Support the all-important human element – application security is key

Unfortunately, the end-user is often the weak link when business-critical systems are compromised. Witness the 2021 major ransomware attack on the Irish public health system, which was triggered by an unsuspecting user opening a single infected document received via email. The Covid-induced mass shift to remote working – which also made cloud deployments a far more attractive prospect due to their cost-saving abilities and accessibility – has also increased the attack vector for cybercriminals, as many vulnerable personal devices with typically poorer security were connected to corporate networks. End-user training in online safety and cybersecurity best practices has never been so important – and for ERP systems, application security will also have a vital role to play.

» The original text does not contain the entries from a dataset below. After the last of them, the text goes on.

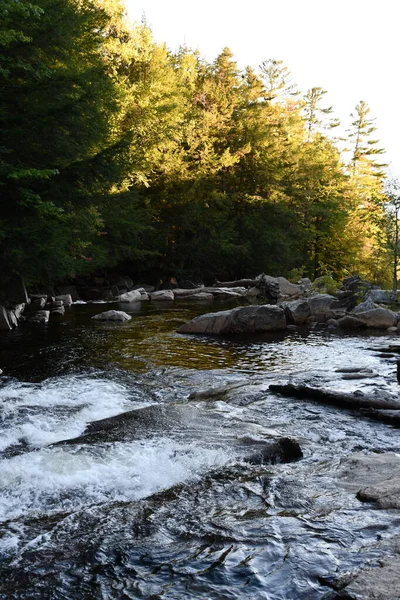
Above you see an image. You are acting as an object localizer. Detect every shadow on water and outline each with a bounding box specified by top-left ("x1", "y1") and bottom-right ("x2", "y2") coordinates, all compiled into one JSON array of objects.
[{"x1": 0, "y1": 305, "x2": 400, "y2": 600}]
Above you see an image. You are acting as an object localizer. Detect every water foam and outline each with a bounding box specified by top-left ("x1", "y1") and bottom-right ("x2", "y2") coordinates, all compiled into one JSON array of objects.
[
  {"x1": 0, "y1": 438, "x2": 229, "y2": 520},
  {"x1": 0, "y1": 376, "x2": 152, "y2": 451}
]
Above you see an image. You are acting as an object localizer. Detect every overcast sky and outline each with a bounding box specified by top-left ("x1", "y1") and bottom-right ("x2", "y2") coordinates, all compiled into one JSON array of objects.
[{"x1": 126, "y1": 0, "x2": 400, "y2": 177}]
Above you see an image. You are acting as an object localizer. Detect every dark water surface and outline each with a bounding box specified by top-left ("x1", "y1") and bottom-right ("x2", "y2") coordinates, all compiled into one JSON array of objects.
[{"x1": 0, "y1": 304, "x2": 400, "y2": 600}]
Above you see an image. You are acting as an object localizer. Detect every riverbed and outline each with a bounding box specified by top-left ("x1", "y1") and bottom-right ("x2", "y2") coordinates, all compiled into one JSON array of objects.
[{"x1": 0, "y1": 304, "x2": 400, "y2": 600}]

But by taking a granular approach to security, IT departments can ensure ease of mind should a user account be compromised, without heavily impacting on user access to critical systems and data. Configured correctly, this spans detailed user types with varying privileges, audit trails and additional traceability measures such as automated checks. And with a cloud deployment, a single end-user account or device being infected will not result in catastrophic failure. Take a malware attack on a manufacturing company with operations running around the clock. A compromised on-premise ERP system linked to the factory floor and other back-end systems will require an entire shut-down to avoid further spread and damage – affecting operations, manufacturing output, and ultimately the bottom line. With a SaaS deployment, whereby a client on a single device is compromised, this will not be the case.

Cloud tackles one cause for concern – but tread carefully with updates

There are clear security risks for the traditional approach of finding an on-premise ERP deployment that works and then touching the infrastructure as little as possible – something that can leave

organizations running off highly outdated, vulnerable or unsupported versions. Yet the rush to embrace an ‘evergreen’ approach to updates must also be taken with an understanding of the security implications – cloud doesn’t solve all the issues and operational security remains the responsibility of the business.

IT departments will need to take a broad definition to ‘security’, spanning both protection from external threats and business continuity through sustained critical operations. To ensure long-term cloud ERP success, they must ensure their cloud deployment is correctly configured, security at the application level is fit-for-purpose, and updates are thoroughly tested to ensure maximum compatibility.

By Chris Clifford, Technical Solution Architect, Columbus UK.